Though there is much that individual departments can do to assess student learning, the AHA should augment its substantive work in this area to promote a richer dialogue within the discipline. Its Task Force in the Association of American College's Project on Liberal Learning, Study in Depth, and the Arts and Science Major, leading to Liberal Learning and the History Major (1990) and subsequent publications, provides an outstanding model of the essential elements for the undergraduate history degree program. Full debate of its guidelines and suggestions, or how to assess them, is not yet reflected in either the program of the annual meeting or AHA publications. The organization should acknowledge and encourage serious scholarship underway by regularly including sessions, panels, or workshops, and reporting on programs and their assessment in Perspectives, in printed pamphlets, or online. Many of our member departments have competed successfully for national and local grants; however, I know of no network for sharing the results with the profession at large. A registry of recent grant recipients, together with summaries of results, would give individual departments the names and affiliations of contacts and help avoid duplication of effort. Departments should be asked to submit information about assessment grants to the AHA annually to facilitate preparing such a registry. The same mechanism could also be used to announce upcoming workshops.

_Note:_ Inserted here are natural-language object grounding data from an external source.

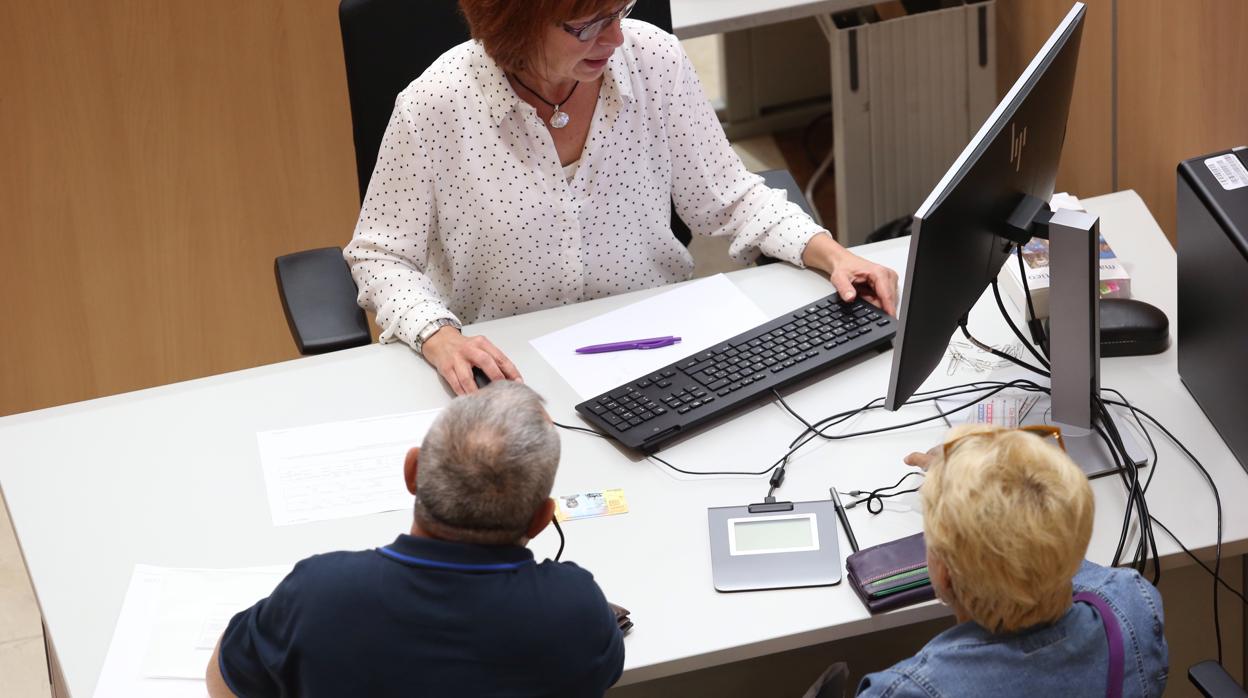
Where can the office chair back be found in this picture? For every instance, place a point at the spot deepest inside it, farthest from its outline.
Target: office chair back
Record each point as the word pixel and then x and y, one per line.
pixel 387 44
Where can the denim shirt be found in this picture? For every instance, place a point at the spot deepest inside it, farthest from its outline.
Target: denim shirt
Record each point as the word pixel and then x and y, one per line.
pixel 1065 658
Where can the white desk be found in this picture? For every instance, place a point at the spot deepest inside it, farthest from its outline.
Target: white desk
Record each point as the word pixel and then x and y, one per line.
pixel 171 476
pixel 699 18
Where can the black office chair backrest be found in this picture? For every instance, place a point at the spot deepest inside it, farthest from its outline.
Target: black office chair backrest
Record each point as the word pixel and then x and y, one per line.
pixel 390 43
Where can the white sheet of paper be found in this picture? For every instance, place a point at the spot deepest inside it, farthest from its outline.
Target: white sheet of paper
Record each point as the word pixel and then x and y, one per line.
pixel 702 312
pixel 338 470
pixel 164 627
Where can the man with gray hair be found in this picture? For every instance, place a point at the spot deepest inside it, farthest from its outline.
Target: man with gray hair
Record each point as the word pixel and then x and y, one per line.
pixel 457 607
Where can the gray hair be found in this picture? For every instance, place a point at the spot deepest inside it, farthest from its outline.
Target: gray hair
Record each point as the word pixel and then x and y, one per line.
pixel 487 465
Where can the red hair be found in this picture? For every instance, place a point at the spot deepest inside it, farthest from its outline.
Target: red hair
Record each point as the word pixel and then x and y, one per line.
pixel 512 30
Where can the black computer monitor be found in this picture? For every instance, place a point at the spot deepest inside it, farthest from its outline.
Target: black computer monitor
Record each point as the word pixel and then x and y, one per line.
pixel 991 199
pixel 959 239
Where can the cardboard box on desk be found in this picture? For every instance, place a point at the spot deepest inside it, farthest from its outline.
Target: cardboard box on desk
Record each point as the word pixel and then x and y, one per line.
pixel 1115 280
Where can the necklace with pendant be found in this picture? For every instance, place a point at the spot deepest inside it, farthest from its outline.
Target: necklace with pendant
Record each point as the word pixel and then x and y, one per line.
pixel 559 119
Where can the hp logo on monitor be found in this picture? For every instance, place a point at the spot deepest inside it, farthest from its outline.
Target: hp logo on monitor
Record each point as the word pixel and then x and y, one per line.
pixel 1016 142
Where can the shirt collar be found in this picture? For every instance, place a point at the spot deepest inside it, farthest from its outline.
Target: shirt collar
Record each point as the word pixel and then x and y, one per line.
pixel 501 98
pixel 447 555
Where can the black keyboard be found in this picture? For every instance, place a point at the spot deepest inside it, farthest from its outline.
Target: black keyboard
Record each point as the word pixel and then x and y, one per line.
pixel 655 408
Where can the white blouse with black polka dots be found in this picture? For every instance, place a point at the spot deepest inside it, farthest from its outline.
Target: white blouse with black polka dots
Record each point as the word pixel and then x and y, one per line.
pixel 469 215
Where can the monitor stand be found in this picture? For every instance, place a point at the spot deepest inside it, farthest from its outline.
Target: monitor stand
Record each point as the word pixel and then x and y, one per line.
pixel 1075 342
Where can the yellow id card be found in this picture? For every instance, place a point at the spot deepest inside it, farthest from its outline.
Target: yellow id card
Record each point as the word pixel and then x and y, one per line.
pixel 607 502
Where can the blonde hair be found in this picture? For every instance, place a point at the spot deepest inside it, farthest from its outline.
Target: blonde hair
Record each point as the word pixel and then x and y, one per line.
pixel 1010 516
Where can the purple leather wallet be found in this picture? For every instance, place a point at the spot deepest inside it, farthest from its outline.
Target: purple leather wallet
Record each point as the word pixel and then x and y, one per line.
pixel 891 575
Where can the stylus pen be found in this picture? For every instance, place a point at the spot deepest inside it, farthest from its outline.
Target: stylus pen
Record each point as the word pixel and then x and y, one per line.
pixel 844 517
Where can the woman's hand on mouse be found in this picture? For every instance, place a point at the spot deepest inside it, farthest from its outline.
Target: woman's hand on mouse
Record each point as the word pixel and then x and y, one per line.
pixel 454 355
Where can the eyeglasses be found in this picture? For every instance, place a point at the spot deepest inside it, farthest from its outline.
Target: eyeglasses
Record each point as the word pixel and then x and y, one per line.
pixel 590 30
pixel 1042 431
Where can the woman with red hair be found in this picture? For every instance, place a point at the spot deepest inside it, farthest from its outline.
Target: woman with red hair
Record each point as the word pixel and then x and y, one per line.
pixel 537 166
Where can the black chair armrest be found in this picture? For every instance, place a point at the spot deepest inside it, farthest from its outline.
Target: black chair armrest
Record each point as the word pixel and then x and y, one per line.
pixel 1212 681
pixel 318 297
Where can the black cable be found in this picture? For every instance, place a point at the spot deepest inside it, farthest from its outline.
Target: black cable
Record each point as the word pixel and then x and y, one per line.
pixel 881 493
pixel 1201 562
pixel 790 410
pixel 1026 342
pixel 995 351
pixel 1217 498
pixel 1037 334
pixel 569 427
pixel 819 428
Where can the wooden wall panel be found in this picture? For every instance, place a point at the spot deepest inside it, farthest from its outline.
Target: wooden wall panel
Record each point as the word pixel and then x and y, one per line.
pixel 1181 91
pixel 156 156
pixel 1022 28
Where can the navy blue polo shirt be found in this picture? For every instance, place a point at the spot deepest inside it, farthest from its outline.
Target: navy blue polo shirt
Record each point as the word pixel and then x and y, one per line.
pixel 426 617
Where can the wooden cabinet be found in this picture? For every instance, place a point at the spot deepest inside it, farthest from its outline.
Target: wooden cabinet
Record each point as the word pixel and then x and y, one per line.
pixel 1158 81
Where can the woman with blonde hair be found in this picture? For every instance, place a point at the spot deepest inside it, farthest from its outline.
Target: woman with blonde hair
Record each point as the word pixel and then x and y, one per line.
pixel 538 166
pixel 1007 517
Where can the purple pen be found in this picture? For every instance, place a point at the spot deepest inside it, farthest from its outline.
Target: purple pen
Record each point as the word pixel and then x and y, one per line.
pixel 653 342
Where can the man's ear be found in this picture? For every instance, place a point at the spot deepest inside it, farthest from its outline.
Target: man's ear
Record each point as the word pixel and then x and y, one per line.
pixel 409 467
pixel 541 520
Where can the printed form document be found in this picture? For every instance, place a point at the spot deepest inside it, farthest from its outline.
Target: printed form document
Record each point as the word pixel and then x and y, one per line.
pixel 341 468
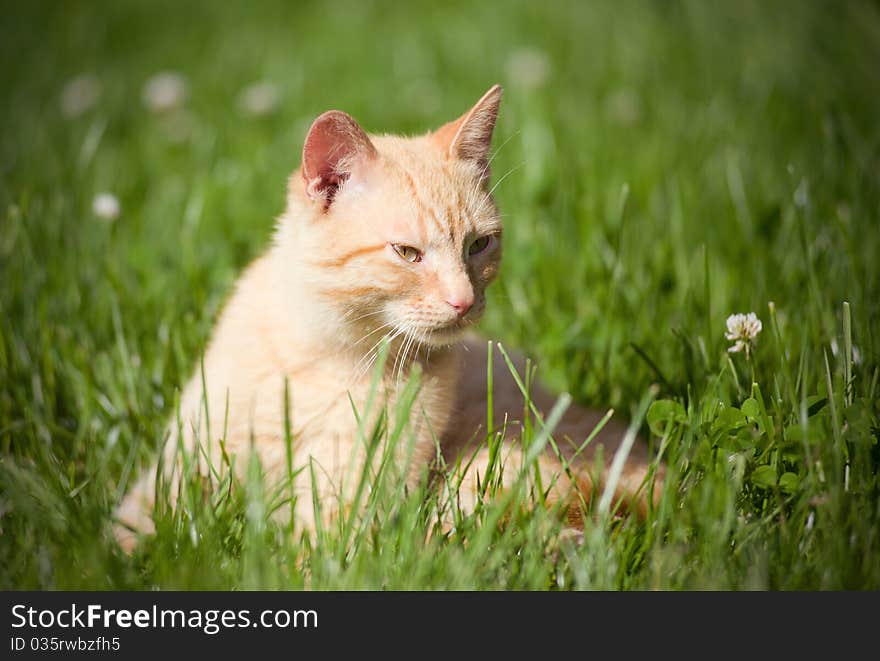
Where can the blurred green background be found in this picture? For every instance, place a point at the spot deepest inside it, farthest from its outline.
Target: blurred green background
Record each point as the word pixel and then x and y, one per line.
pixel 664 165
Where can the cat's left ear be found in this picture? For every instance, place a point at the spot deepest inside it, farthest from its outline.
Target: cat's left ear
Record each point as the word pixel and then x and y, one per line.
pixel 469 137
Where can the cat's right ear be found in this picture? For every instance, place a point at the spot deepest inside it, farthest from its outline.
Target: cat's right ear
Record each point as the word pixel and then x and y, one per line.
pixel 334 144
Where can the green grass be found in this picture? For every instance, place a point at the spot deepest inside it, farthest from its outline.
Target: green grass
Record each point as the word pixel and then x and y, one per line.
pixel 680 162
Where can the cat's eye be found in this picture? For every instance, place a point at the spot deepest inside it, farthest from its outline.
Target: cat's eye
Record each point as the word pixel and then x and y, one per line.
pixel 410 254
pixel 479 245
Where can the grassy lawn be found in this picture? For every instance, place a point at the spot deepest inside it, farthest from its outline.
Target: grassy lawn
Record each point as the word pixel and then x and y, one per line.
pixel 665 166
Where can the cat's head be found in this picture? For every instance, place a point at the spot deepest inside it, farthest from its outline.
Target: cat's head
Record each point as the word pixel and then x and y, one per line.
pixel 399 235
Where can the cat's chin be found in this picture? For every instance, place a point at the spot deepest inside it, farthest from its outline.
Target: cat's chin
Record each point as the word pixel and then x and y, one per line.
pixel 443 336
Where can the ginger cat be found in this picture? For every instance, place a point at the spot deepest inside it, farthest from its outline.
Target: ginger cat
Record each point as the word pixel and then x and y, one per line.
pixel 382 237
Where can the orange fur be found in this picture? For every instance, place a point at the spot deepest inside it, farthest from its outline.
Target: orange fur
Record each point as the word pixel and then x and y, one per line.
pixel 312 311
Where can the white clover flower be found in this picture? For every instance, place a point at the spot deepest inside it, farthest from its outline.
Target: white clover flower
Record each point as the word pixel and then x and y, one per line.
pixel 741 330
pixel 259 99
pixel 165 91
pixel 106 206
pixel 80 94
pixel 528 67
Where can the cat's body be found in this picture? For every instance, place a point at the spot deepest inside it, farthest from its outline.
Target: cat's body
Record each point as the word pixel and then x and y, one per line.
pixel 382 237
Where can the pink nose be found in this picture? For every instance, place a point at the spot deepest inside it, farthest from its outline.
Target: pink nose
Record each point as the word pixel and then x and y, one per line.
pixel 461 305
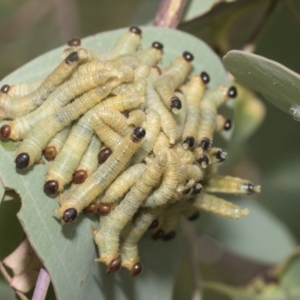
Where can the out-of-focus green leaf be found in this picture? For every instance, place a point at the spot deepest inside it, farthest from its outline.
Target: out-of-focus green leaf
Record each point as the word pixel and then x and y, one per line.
pixel 68 251
pixel 258 236
pixel 249 113
pixel 279 283
pixel 278 84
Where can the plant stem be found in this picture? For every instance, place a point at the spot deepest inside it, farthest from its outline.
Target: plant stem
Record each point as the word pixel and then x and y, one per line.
pixel 169 13
pixel 42 285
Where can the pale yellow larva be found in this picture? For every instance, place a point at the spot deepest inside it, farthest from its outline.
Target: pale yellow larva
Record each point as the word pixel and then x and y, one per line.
pixel 23 89
pixel 129 250
pixel 107 237
pixel 229 185
pixel 123 183
pixel 171 79
pixel 60 97
pixel 219 206
pixel 152 126
pixel 170 180
pixel 20 106
pixel 153 101
pixel 55 145
pixel 74 202
pixel 212 99
pixel 88 163
pixel 30 149
pixel 193 92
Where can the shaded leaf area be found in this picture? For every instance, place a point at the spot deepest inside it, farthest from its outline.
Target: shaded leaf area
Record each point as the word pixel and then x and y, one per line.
pixel 277 83
pixel 278 283
pixel 231 25
pixel 68 252
pixel 258 236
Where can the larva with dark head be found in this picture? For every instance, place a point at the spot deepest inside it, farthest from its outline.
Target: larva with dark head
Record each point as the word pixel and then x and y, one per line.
pixel 15 107
pixel 56 143
pixel 107 237
pixel 60 97
pixel 212 99
pixel 153 101
pixel 74 202
pixel 152 127
pixel 193 91
pixel 30 149
pixel 88 163
pixel 171 79
pixel 129 250
pixel 170 180
pixel 229 185
pixel 123 183
pixel 219 206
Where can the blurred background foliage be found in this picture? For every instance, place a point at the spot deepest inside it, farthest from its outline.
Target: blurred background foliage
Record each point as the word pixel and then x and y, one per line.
pixel 231 252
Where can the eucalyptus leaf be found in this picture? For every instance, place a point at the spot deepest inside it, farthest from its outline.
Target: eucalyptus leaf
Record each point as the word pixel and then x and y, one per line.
pixel 68 251
pixel 259 236
pixel 278 84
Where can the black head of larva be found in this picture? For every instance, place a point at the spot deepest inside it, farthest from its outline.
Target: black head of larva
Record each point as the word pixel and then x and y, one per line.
pixel 135 30
pixel 232 92
pixel 72 57
pixel 22 160
pixel 157 45
pixel 188 56
pixel 138 134
pixel 190 141
pixel 205 77
pixel 51 187
pixel 194 216
pixel 69 215
pixel 5 131
pixel 175 103
pixel 153 225
pixel 205 143
pixel 114 266
pixel 228 124
pixel 169 236
pixel 5 88
pixel 136 269
pixel 249 188
pixel 74 42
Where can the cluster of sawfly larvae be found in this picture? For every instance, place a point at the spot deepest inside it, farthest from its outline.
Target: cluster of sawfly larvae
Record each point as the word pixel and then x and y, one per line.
pixel 134 141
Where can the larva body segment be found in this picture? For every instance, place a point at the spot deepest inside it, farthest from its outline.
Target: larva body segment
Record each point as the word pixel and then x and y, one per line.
pixel 129 250
pixel 38 138
pixel 152 126
pixel 85 193
pixel 170 180
pixel 229 185
pixel 123 183
pixel 88 163
pixel 219 206
pixel 60 97
pixel 107 135
pixel 171 79
pixel 15 107
pixel 55 145
pixel 193 91
pixel 23 89
pixel 62 168
pixel 107 237
pixel 153 101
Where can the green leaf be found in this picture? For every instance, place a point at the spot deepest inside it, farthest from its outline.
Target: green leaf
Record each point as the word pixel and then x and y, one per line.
pixel 68 251
pixel 278 84
pixel 259 236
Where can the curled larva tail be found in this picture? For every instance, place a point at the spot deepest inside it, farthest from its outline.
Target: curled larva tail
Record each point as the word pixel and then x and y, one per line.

Because of its experience in assessment, AAHE is a valuable resource for the national organizations. It can provide considerable expertise and guidance. At the same time, it should work with the professional associations to sponsor workshops and conference sessions involving new historians and recognizing some of the solid work already in progress. AAHE should continue and expand the representation of the learned societies in planning and executing its annual programs. Our sessions were informative and enlightening; but, they were rather one-sided. Although the case for assessment is compelling, in the interest of objectivity, the skeptics and critics must be included at the table and their objections heard and debated.
In closing, assessment has come a long way and appears to be a permanent part of academic life. Historians should bring their collective wisdom to bear on this issue on individual campuses and in the profession at large. We must also work with our colleagues beyond the discipline to guarantee the quality of assessment and insure that it honestly reflects what we are teaching and what we trust our students are learning. If we fail, others will assess for us in accordance with their agenda and our programs and students will suffer the consequences.
—Michael J. Galgano is the head of the Department of History at James Madison University.